In The Republic, Socrates discusses his perfect city ruled by a philosopher-king and begins to critique the four additional forms of government, each one more terrible than the last: timocracy, oligarchy, democracy, and tyranny. According to Socrates, these are inevitable stages a just city undergoes over time. Socrates explains in his Ship Analogy, comparing the state to a complicated and large ship. In order for the ship to make safe passage it must have an experienced navigator who has knowledge of capacities of the ship, meteorology, water currents, navigational astronomy and the like. An ignorant person would not be able to guarantee safe voyage of the ship, the people in side, and its cargo. This metaphor can be applied to the head of a state, which should be someone knowledgeable on the matters of how to govern and run a state. Socrates explains that the problem with democracy is that it relies on ordinary people to run the government, people who may not be familiar with the necessary subjects essential to running the state. The masses will vote for politicians who entice them with rhetoric and vague speeches, only to find themselves at the mercy of incompetent administrations. People will be guided by emotions rather than rational analysis and thought. Socrates demonstrates these types of politics:
"Imagine then a ship or a fleet in which there is a captain who is taller and stronger than any of the crew, but who is a little deaf and has a similar infirmity in sight, and whose knowledge of navigation is not much better. The sailors are quarreling with one another about the steering--every one is of the opinion that he has a right to steer, though he has never learned the art of navigation." (488b)

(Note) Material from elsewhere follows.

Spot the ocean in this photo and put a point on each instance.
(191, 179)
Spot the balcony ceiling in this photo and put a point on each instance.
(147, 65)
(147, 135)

The captain represents the people or demos, while the sailors represent the politicians trying to control the direction of the state. The criticism continues:
"[The sailors] throng about the captain, begging and praying him to commit the helm to them; and if at any time they do not prevail, but others are preferred to them, they kill the others or throw them overboard, and having first chained up the noble captain's senses with drink or some narcotic drug, they mutiny and take possession of the ship and make free with the stores, thus eating and drinking. They proceed on their voyage in such a manner as can be expected of them. Him who is their partisan and cleverly aids them in their plot for getting the ship out of the captain's hands into their own whether by force or persuasion, they compliment with the name of sailor, pilot, able seaman, and abuse the other sort of man, whom they call a good-for-nothing; but that the good pilot must pay attention to the year and seasons and sky and stars and winds, and whatever else belongs to his art, if he intends to be really qualified for the command of a ship, and that he must and will be the steerer, whether other people like it or not--the possibility of this union of authority with the steerer's art has never seriously entered into their thoughts or been made part of their calling." (488c)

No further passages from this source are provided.